Parks' dialogue and its underlying meaning are often opaque, and she's not a playwright worried about making things easy for her audience. But The America Play also has humorous elements, especially when the Lesser Man explains how people told him that he plays Lincoln so well he ought to be shot every night. He consequently sets up an attraction in which people, from history buffs to giggly newlyweds, get to play the role of John Wilkes Booth at Lincoln's assassination, only with varying degrees of success.
Act Two introduces Lucy (Carol Mitchell-Leon) and Brazil (Robert Singleton), who in their black, formal costumes and eccentric behaviors, come across like characters from Samuel Beckett by way of Charles Dickens. We quickly realize they are the Lesser Man's wife and son, and they commence to digging a hole in the stage itself (a section consists of soil, not boards), trying to find the Lesser Man's long-lost resting place.
We learn that Brazil is a professional mourner proud of his teeth-gnashing abilities, while Lucy is a "confidence" -- someone who hears the last words of the dying and communes with spirits. Among the "whispers" she hears from the other side are moments of Our American Cousin, campy snippets from the play Lincoln was watching when he was shot. As Brazil piles black soil onto the stage and drags out a coffin, Parks provides one unsettling tableau after another.

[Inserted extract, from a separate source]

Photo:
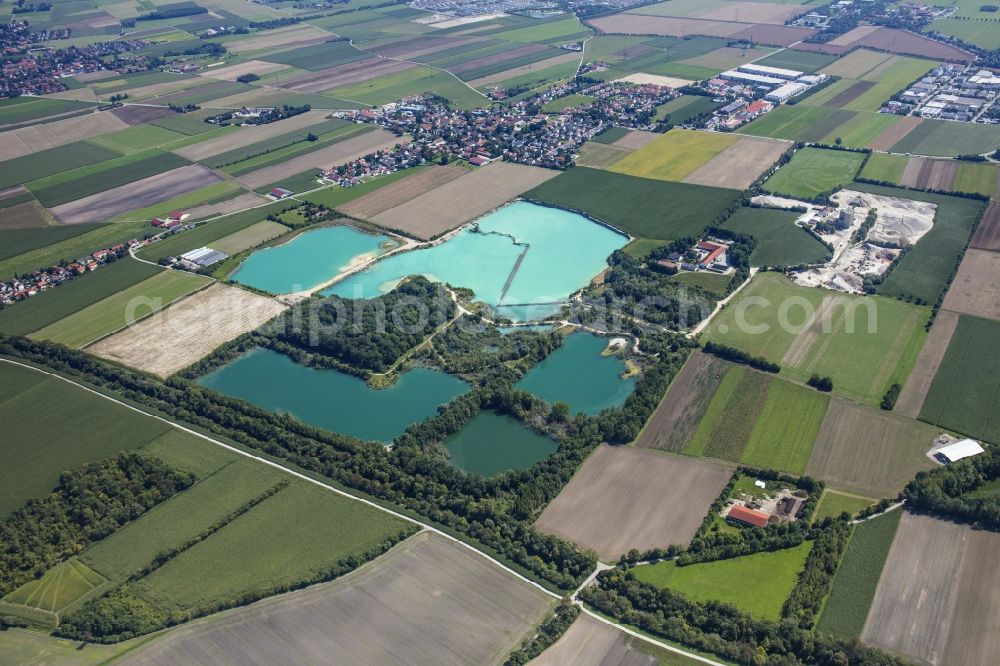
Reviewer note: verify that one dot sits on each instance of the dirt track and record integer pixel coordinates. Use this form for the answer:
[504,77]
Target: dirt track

The America Play seems to go on forever, though, especially in the second half. When Lucy and Brazil drone about "his whole hole" or test each other's knowledge of state capitals, the action feels so drawn out it's as if the play is deliberately killing time, despite the power of its pay-off.

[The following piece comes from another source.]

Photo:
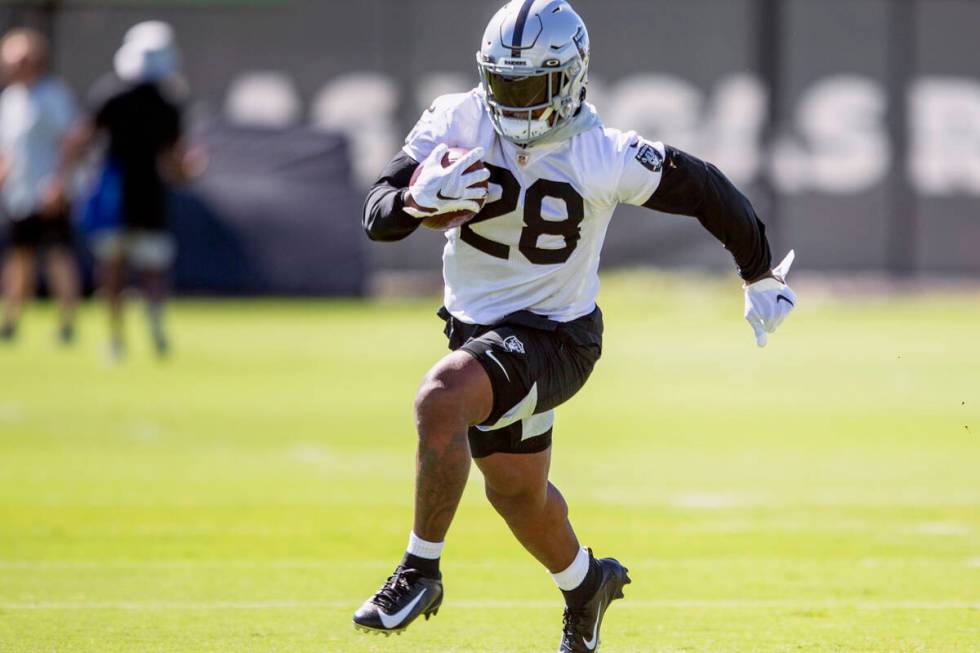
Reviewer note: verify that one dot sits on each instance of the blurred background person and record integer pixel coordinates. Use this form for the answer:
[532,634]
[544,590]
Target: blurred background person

The cast helps the show seem like more than an exercise in abstractions. Yates and Mitchell-Leon are both quite accomplished at making their roles seem like real, fully dimensioned people, and not just walking symbols or insane asylum inmates. Singleton conveys Brazil's boyishness and eagerness to please, hinting that for all the play's evocation of the American heritage, it's underlying points concern families with fathers who have run off or are otherwise absent.
But The America Play answers few questions definitively. For instance, when Lucy gives Brazil a small garden shovel as a present, saying "Spade," it's up to us to figure out whether a racial epithet is intended, and what it means. The America Play can have significant rewards, but be aware that, figuratively speaking, the audience has to do its share of digging, too.
The American Play continues through Feb. 24 at Actor's Express, King Plow Arts Center, 887 W. Marietta St., with performances at 8 p.m. Thurs.-Sat. and 7 p.m. Sun (and 2 p.m. matinees Jan. 28 and Feb. 11). $20-25. 404-607-7469.